2014 Provenance Reconstruction Challenge (human-generated)

From Provenance Reconstruction Wiki
Jump to: navigation, search

The aim of the 2014 Provenance Reconstruction Challenge was to help spur research into the reconstruction of provenance by providing a common task and datasets for experimentation.

Challenge participants received an open data set and the corresponding provenance graphs (in W3C PROV format). They could then work with the data trying to reconstruct the provenance graphs from the open data set. The data consists of two distinct sets: one machine-generated, and one human-generated. This way, we are able to evaluate the reconstruction accuracy for provenance that was automatically collected based on observations, and provenance that was generated based on information provided by humans, which could not be captured automatically. For each dataset, we provide the raw data, and the ground truth provenance serialized in PROV-O.

The human-generated dataset is available for download at [1].

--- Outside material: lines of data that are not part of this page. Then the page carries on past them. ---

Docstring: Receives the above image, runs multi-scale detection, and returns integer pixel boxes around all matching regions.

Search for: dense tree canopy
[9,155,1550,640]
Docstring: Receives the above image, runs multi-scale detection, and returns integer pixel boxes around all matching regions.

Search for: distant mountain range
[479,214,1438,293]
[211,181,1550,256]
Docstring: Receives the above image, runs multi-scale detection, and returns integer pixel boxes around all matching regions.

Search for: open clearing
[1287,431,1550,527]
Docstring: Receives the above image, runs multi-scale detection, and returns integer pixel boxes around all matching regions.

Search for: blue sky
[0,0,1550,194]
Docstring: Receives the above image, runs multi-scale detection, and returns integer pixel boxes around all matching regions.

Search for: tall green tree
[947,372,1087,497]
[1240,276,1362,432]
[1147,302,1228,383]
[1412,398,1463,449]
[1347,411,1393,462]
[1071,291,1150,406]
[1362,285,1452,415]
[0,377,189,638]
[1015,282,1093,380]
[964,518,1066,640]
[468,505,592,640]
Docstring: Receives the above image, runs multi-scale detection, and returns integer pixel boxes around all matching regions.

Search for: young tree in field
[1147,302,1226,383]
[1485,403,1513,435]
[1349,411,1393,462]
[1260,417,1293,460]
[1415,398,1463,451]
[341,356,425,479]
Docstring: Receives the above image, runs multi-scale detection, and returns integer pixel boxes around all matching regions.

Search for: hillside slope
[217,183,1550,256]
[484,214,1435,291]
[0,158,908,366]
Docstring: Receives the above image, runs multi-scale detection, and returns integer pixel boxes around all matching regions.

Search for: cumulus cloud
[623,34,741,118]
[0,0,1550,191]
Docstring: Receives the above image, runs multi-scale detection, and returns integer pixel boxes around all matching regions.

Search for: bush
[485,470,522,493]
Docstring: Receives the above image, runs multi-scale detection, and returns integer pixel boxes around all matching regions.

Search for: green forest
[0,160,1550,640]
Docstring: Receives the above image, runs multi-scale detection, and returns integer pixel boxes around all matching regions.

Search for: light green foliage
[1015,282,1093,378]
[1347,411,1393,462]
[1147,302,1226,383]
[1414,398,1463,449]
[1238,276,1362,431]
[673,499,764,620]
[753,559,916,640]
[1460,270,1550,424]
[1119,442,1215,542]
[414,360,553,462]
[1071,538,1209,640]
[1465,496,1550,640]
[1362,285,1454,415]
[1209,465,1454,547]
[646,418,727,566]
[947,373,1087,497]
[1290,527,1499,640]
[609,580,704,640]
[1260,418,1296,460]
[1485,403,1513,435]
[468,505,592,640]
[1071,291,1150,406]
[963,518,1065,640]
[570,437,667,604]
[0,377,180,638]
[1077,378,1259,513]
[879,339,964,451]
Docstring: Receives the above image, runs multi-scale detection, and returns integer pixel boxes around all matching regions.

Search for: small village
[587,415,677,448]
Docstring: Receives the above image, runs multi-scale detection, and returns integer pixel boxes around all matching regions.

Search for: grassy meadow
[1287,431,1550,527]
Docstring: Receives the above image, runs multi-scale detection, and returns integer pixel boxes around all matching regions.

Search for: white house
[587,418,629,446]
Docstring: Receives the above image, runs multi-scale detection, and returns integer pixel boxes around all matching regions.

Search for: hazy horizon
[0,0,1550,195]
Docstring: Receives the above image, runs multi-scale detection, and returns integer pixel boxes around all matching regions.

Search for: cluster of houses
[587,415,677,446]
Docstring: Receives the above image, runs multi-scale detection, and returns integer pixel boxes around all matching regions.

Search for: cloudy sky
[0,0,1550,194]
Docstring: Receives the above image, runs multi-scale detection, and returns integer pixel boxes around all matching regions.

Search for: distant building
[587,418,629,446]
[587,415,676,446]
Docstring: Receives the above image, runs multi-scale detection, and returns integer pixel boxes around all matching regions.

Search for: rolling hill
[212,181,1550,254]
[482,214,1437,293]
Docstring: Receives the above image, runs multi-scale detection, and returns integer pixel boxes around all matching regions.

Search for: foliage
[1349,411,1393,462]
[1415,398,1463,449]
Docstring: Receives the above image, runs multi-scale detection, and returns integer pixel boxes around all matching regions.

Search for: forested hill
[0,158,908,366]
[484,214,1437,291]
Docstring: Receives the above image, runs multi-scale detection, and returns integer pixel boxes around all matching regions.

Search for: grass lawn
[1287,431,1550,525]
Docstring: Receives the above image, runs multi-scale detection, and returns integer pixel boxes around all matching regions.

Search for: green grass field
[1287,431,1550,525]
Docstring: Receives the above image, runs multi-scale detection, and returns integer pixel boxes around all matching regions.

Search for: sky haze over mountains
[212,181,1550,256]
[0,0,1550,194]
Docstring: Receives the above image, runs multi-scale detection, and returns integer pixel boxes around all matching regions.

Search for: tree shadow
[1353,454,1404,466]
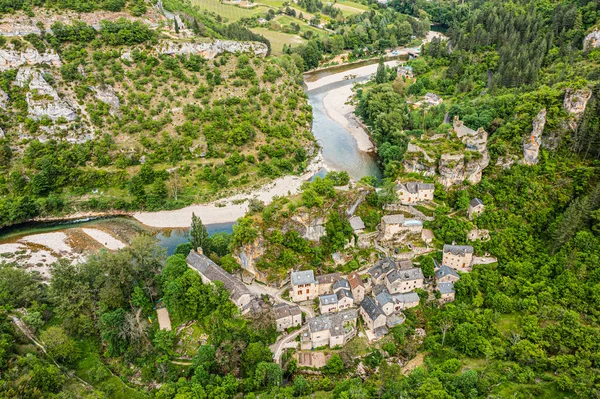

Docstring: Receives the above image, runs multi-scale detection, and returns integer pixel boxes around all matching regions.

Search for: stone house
[186,250,254,313]
[273,303,302,331]
[436,283,455,303]
[359,296,387,332]
[396,182,435,205]
[392,291,421,310]
[319,294,338,314]
[300,309,358,350]
[367,258,398,286]
[467,198,485,219]
[348,216,365,234]
[385,267,424,294]
[435,265,460,283]
[290,270,319,302]
[442,244,473,272]
[348,272,366,303]
[315,273,340,295]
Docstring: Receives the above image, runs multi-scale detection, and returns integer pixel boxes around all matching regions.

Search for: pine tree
[190,213,209,255]
[375,57,387,84]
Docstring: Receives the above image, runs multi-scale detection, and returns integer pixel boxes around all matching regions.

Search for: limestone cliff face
[15,67,77,122]
[583,29,600,51]
[0,48,62,71]
[156,40,268,59]
[523,108,546,165]
[233,237,265,281]
[563,89,592,130]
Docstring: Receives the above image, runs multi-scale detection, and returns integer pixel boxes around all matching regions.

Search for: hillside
[0,2,316,225]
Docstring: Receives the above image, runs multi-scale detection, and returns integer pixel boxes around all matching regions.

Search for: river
[0,56,390,255]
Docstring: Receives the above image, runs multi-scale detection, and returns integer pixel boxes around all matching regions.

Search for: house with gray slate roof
[467,198,485,219]
[396,182,435,205]
[273,303,302,331]
[436,283,455,303]
[186,251,254,313]
[435,265,460,283]
[442,244,473,272]
[300,309,358,350]
[359,296,387,332]
[385,267,424,294]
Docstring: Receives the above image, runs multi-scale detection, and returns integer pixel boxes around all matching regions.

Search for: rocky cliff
[156,40,268,59]
[523,108,546,165]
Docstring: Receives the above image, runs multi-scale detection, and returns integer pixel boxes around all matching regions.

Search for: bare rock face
[523,108,546,165]
[583,29,600,51]
[292,214,325,242]
[0,48,62,71]
[156,40,268,59]
[439,154,465,187]
[15,67,77,122]
[90,86,121,116]
[233,238,265,279]
[563,89,592,130]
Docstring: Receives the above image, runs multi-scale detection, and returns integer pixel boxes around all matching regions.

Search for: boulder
[583,29,600,51]
[0,48,62,71]
[523,108,546,165]
[156,39,268,59]
[90,86,121,116]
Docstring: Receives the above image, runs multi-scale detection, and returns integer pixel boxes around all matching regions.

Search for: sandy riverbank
[323,85,375,152]
[133,154,323,228]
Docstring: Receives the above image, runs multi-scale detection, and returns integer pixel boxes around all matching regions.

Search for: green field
[191,0,268,22]
[251,28,306,55]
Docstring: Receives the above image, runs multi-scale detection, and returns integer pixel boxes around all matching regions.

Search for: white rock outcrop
[523,108,546,165]
[0,48,62,71]
[15,67,77,122]
[156,40,268,59]
[583,29,600,51]
[90,86,121,116]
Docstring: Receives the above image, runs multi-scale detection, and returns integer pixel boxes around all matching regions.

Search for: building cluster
[396,182,435,205]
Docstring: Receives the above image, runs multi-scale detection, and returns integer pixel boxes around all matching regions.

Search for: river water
[0,61,381,255]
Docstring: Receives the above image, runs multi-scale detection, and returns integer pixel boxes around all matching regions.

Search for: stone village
[187,182,494,368]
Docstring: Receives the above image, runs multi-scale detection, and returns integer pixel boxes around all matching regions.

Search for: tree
[323,353,345,375]
[375,57,387,84]
[190,213,210,256]
[40,327,79,364]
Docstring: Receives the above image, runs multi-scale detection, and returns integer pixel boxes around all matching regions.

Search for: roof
[331,278,350,291]
[273,303,302,320]
[386,267,423,283]
[469,198,483,208]
[348,216,365,230]
[375,290,394,306]
[396,182,435,194]
[348,272,365,290]
[368,258,398,278]
[316,273,340,284]
[392,291,421,303]
[319,294,337,306]
[444,244,473,256]
[435,265,460,279]
[308,309,358,335]
[291,270,316,285]
[335,289,354,301]
[186,251,251,301]
[360,296,385,321]
[381,215,404,224]
[437,283,454,294]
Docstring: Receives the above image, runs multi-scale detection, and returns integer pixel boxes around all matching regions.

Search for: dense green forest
[0,0,600,399]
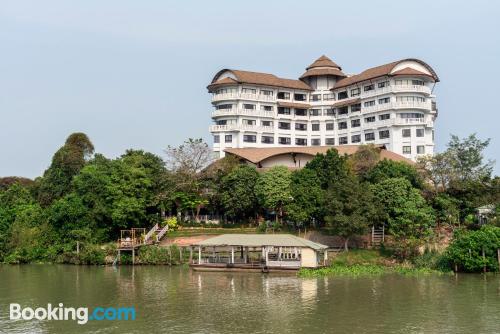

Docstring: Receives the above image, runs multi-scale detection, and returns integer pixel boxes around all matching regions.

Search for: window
[378,130,390,139]
[311,94,321,101]
[260,136,274,144]
[337,106,349,115]
[377,81,389,88]
[295,138,307,146]
[309,109,321,116]
[365,132,375,141]
[337,91,348,100]
[277,92,290,100]
[399,112,424,118]
[278,122,290,130]
[351,103,361,112]
[363,84,375,92]
[295,123,307,131]
[243,135,257,143]
[241,88,257,94]
[295,109,307,116]
[278,137,292,145]
[293,93,306,101]
[243,119,256,126]
[323,93,335,101]
[325,108,335,116]
[215,104,233,110]
[278,107,290,115]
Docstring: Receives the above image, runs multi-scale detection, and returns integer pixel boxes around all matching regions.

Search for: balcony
[210,124,274,132]
[212,93,276,102]
[212,109,275,118]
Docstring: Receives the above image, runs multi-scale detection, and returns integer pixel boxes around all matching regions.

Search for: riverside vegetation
[0,133,500,276]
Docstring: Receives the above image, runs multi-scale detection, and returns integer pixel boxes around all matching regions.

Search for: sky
[0,0,500,178]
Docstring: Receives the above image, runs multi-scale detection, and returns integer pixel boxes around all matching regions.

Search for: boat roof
[193,234,328,250]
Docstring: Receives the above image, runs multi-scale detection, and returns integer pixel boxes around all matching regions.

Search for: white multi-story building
[208,56,439,160]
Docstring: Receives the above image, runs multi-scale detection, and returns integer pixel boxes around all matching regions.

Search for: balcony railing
[212,93,276,102]
[210,124,274,132]
[212,109,275,117]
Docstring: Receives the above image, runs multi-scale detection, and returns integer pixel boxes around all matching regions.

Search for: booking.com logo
[10,303,135,325]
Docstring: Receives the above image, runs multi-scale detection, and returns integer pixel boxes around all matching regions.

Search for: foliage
[255,166,293,219]
[445,225,500,272]
[325,175,379,250]
[219,165,259,219]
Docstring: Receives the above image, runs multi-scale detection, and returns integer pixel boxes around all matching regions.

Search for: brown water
[0,265,500,333]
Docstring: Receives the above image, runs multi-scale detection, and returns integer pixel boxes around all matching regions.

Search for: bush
[445,225,500,272]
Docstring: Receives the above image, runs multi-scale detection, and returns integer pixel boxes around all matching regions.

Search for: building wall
[210,61,437,160]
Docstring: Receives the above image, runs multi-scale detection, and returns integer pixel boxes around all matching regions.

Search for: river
[0,265,500,334]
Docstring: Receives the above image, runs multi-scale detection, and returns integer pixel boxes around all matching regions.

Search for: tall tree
[255,166,293,221]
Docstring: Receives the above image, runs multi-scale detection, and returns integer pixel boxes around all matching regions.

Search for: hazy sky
[0,0,500,177]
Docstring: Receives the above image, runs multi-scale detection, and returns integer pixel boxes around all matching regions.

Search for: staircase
[372,225,385,246]
[144,224,168,244]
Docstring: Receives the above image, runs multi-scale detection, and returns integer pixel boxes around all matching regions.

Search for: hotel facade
[208,56,439,160]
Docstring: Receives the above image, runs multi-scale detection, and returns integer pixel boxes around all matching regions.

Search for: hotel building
[208,56,439,160]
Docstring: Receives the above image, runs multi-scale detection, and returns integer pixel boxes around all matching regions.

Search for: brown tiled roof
[391,67,432,78]
[207,69,312,91]
[332,58,439,89]
[224,145,414,164]
[300,68,347,79]
[332,98,361,108]
[306,55,342,70]
[278,101,311,109]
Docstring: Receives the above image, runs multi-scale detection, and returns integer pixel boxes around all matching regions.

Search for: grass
[298,249,451,278]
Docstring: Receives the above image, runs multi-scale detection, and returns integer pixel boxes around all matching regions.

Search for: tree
[363,159,424,189]
[325,175,378,251]
[372,178,435,257]
[38,132,94,206]
[349,144,380,179]
[285,168,325,226]
[219,165,259,218]
[305,148,349,189]
[255,166,293,221]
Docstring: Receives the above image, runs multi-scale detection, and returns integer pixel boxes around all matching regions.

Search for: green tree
[363,159,424,189]
[285,168,325,226]
[219,165,259,219]
[305,148,349,189]
[255,166,293,221]
[325,175,378,251]
[372,178,435,257]
[38,132,94,206]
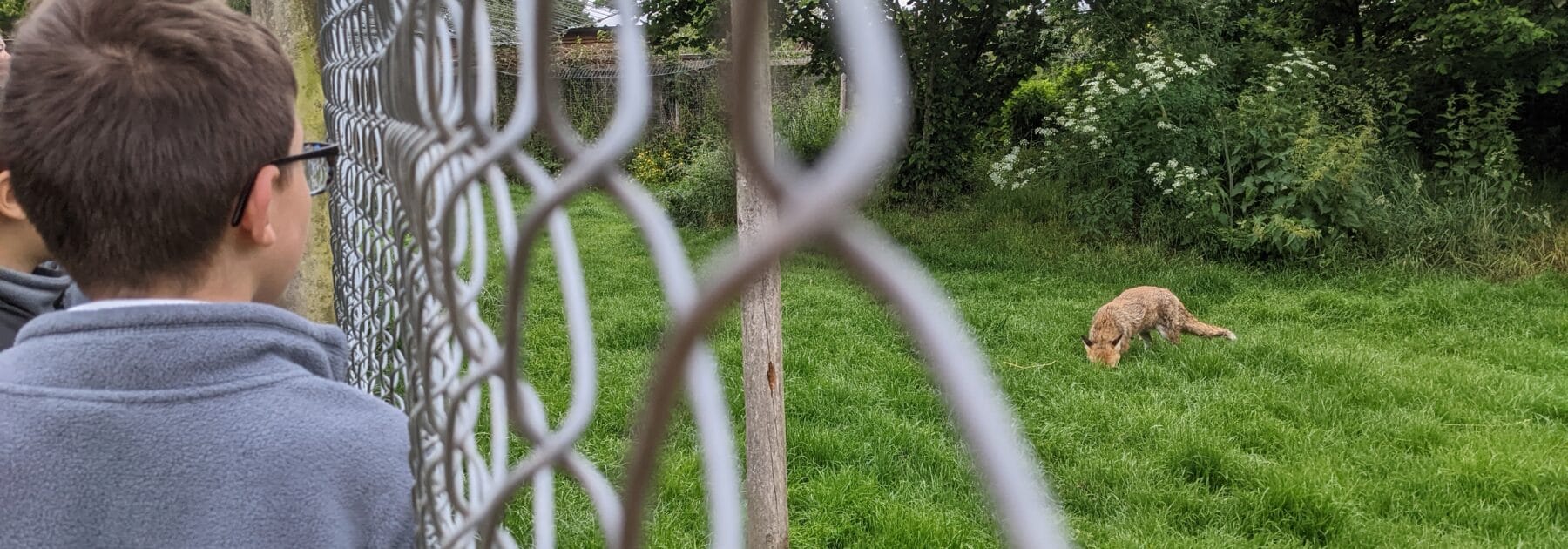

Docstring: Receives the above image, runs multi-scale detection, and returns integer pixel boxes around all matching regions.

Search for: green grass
[483,187,1568,547]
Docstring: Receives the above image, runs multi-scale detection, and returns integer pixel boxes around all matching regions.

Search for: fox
[1084,286,1235,367]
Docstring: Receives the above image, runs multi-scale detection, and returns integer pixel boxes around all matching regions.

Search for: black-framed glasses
[229,143,337,227]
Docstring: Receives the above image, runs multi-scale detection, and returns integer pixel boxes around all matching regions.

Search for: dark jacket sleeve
[0,300,33,351]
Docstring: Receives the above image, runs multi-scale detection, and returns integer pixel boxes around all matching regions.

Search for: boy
[0,27,83,351]
[0,0,414,547]
[0,173,84,351]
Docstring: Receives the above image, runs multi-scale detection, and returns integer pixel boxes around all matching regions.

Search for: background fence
[320,0,1064,547]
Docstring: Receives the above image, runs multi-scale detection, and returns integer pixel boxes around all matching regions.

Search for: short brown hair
[0,0,294,292]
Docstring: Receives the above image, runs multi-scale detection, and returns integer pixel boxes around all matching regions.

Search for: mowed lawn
[483,194,1568,547]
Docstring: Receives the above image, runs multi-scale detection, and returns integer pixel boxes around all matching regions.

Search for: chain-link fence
[320,0,1066,547]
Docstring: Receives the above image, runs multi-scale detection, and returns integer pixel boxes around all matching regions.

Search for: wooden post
[839,72,850,119]
[733,2,788,549]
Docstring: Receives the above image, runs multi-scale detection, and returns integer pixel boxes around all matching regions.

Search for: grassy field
[486,189,1568,547]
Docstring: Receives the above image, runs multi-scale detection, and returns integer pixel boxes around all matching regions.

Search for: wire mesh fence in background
[320,0,1064,547]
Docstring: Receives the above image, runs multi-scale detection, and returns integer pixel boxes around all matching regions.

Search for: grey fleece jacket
[0,304,414,547]
[0,263,88,349]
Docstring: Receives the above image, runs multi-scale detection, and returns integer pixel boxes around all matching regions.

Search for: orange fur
[1084,286,1235,367]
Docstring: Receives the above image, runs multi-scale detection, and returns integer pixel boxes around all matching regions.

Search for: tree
[643,0,1057,206]
[0,0,27,36]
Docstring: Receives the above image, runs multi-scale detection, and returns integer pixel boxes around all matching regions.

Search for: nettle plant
[990,51,1378,255]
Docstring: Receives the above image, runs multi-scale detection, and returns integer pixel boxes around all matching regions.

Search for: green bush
[1002,77,1063,141]
[654,143,735,226]
[988,44,1551,263]
[773,85,842,161]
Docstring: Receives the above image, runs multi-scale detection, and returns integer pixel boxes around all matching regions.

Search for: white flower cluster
[990,53,1215,190]
[991,146,1038,190]
[1264,49,1337,92]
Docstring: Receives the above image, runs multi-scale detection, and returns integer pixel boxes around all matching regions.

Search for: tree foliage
[643,0,1052,206]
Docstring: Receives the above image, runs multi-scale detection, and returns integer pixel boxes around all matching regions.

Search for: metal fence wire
[320,0,1066,547]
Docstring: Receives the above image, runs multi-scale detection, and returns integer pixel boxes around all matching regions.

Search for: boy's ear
[0,169,27,221]
[237,165,282,247]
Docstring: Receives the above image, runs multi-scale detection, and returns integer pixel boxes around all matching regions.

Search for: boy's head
[0,29,49,273]
[0,0,310,302]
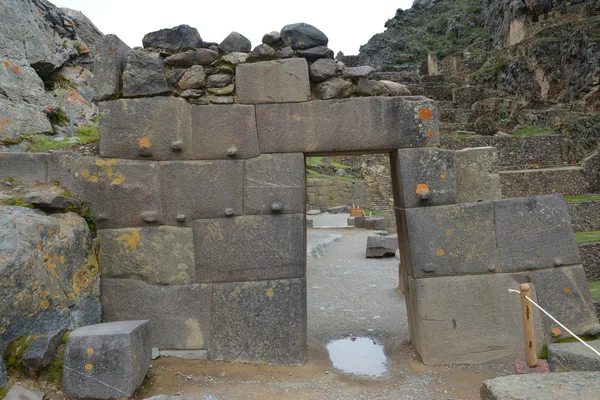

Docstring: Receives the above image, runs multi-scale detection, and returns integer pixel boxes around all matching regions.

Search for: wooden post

The ground truth for this dataset was created using the sources mentioned in news articles from WikiNews. The link between news articles and their sources is modeled using the prov:hadPrimarySource relation. The raw data consists of the entire HTML of the WikiNews articles, without the sources, and a list of URIs (human_sources.txt). In other words, the goal of this task is to match the source URIs from this list to the correct WikiNews article. The main goal is to reconstruct the derivation graph of the original files, serialized as PROV-O.

Approaches may use any information embedded in the files or external information as you see fit, save from the ground truth or WikiNews, for obvious reasons. Evaluations should report at a minimum the results of precision/recall of the prov:hadPrimarySource relations.